- Full name: Alma Sofie Højgaard Pedersen
- Born: July 6, 2005 (age 21) Egedal, Denmark

Gymnastics career
- Discipline: Rhythmic gymnastics
- Country represented: Denmark; (2017-);
- Club: TIK-Gymnastik

= Alma Pedersen =

Danish rhythmic gymnast (born 2005)

Alma Sofie Pedersen (born 6 July 2005) is a Danish rhythmic gymnast. She represents her country in international competitions.

== Personal life ==
Pedersen took up rhythmic gymnastics at age 4, as of 2022 she trains 22 hours a week. Her idol are Russian rhythmic gymnast Yana Kudryavtseva. Outside the gym, Alma's hobbies are spending time with friends and family and playing with her dog.
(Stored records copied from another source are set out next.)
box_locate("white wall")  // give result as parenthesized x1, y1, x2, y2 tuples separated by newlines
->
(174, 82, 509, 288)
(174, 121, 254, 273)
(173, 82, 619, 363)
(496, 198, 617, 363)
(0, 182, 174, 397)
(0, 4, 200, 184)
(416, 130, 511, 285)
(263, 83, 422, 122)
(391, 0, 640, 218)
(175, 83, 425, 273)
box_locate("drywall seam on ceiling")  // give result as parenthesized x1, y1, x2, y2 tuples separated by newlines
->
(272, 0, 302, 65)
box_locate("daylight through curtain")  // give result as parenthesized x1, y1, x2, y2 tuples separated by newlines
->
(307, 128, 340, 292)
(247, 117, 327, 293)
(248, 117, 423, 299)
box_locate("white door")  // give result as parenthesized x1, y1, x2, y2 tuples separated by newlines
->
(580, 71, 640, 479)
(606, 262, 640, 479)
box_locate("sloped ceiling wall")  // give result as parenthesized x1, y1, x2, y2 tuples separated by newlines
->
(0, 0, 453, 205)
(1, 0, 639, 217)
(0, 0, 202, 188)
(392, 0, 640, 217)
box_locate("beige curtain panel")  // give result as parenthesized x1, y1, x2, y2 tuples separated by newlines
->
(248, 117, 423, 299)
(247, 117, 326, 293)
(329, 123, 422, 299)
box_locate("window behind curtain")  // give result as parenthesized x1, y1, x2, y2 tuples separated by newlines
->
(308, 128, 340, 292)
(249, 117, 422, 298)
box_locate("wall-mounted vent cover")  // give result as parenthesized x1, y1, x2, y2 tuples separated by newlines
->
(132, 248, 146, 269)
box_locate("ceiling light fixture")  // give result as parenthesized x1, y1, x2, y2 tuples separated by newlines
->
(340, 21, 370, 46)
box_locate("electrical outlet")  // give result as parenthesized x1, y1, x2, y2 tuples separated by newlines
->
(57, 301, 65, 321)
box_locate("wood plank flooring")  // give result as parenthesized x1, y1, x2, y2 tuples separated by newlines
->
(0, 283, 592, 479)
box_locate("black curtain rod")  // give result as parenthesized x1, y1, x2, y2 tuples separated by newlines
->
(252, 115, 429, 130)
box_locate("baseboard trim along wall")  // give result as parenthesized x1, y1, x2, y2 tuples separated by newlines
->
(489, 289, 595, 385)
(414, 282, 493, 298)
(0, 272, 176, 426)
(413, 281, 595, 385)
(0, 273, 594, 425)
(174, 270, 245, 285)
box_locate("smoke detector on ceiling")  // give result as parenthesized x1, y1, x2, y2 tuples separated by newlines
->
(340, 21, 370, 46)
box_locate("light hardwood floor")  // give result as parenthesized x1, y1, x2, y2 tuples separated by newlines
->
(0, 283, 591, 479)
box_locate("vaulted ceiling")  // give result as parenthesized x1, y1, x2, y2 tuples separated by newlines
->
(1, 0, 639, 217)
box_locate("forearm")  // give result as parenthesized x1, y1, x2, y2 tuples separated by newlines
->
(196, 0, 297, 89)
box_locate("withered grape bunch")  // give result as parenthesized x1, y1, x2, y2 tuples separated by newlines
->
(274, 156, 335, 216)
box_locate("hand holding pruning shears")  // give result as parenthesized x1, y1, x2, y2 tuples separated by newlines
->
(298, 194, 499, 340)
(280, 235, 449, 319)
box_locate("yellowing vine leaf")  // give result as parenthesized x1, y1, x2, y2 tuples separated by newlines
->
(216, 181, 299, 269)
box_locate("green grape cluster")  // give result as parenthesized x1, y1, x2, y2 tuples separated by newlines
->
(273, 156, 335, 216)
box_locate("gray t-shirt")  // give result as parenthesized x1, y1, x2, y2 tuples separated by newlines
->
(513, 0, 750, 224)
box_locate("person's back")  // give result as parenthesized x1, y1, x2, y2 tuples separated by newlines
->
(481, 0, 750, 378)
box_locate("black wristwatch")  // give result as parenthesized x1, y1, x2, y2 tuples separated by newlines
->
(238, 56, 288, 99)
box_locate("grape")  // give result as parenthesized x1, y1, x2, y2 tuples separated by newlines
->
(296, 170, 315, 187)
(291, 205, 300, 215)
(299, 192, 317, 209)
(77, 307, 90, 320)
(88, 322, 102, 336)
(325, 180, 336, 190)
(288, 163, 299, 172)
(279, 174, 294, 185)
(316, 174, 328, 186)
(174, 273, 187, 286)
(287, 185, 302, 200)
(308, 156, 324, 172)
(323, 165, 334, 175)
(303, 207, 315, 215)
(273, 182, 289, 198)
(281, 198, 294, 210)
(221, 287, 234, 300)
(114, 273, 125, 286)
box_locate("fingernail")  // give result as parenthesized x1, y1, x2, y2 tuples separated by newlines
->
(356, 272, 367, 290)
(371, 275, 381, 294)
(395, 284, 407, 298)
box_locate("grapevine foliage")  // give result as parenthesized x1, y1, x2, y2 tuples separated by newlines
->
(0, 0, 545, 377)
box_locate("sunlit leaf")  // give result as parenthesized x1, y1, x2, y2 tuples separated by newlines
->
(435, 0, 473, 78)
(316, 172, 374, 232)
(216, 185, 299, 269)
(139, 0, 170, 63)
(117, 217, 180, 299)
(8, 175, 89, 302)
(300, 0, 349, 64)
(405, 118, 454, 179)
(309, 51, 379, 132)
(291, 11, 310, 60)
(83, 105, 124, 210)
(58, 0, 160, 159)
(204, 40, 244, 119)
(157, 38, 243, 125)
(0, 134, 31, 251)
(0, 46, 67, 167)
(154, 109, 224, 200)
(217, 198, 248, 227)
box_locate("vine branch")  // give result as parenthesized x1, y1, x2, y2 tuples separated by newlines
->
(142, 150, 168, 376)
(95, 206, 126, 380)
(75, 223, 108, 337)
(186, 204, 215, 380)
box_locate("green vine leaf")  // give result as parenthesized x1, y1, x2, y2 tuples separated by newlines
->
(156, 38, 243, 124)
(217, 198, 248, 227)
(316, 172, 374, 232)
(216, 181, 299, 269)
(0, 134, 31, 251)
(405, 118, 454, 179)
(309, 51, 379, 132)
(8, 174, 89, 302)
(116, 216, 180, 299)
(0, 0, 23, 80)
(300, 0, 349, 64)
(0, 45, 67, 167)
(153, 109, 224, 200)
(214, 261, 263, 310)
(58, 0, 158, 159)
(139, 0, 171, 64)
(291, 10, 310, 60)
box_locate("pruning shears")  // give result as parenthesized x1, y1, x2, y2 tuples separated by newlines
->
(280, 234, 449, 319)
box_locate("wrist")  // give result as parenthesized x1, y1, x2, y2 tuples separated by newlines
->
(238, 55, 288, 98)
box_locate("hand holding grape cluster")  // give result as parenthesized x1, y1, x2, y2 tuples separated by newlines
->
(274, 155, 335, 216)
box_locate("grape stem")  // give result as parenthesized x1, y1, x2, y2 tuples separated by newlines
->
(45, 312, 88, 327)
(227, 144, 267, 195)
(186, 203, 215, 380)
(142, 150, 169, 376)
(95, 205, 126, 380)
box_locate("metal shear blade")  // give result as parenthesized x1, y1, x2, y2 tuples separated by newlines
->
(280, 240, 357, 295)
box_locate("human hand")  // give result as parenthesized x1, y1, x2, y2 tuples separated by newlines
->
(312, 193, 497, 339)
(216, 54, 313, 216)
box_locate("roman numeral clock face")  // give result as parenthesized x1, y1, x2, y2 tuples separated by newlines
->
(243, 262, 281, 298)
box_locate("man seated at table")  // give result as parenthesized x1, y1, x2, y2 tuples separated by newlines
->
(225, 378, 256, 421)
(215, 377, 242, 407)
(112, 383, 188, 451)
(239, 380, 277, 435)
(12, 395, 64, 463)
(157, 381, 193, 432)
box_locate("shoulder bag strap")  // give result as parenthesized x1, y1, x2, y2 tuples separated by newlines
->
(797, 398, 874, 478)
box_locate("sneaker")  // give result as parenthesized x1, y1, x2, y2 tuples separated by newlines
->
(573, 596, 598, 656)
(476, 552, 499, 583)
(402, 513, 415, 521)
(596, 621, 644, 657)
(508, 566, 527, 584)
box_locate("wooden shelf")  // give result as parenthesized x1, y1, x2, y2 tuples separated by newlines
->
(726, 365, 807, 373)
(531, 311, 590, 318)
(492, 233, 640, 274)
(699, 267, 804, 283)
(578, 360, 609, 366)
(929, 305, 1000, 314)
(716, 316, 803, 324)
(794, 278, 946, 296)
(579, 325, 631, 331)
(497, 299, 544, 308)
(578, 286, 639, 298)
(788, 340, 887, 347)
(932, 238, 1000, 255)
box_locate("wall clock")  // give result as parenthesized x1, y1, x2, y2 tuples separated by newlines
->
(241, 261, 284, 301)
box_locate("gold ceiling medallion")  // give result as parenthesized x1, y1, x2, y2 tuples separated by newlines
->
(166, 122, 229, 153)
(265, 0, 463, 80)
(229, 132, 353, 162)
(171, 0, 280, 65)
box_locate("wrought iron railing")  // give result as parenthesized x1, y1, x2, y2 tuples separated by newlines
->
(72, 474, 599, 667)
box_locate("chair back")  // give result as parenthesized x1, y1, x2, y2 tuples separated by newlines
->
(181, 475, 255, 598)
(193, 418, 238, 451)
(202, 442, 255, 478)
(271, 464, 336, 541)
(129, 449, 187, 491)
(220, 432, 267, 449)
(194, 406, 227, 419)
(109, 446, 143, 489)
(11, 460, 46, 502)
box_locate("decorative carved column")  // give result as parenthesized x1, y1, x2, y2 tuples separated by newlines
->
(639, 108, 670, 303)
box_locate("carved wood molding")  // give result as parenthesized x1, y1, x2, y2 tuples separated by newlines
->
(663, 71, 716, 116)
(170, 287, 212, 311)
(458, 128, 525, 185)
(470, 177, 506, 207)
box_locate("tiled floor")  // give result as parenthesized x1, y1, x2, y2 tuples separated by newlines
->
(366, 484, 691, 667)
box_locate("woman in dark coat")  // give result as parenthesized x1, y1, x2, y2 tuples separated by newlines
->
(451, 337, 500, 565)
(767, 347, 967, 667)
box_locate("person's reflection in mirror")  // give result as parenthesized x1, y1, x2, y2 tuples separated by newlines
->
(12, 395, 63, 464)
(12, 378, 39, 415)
She and her Danish teammate Isabella Schultz won the Taastrup Trophy at the 2022 Taastrup Sports Club [TIK] Awards for their performances at the previous year's Nordic championships.

== Career ==
In 2019 Alma was the Danish representative at the 1st Junior Rhythmic Gymnastics Championships in Moscow, she was 58th with rope, 45th with ball, 37th with clubs and 53rd with ribbon.

In 2022 she made her senior international debut at the World Championships in Sofia where she finished 77th in the All-Around, 79th with hoop, 61st with ball, 79th with clubs and 78th with ribbon.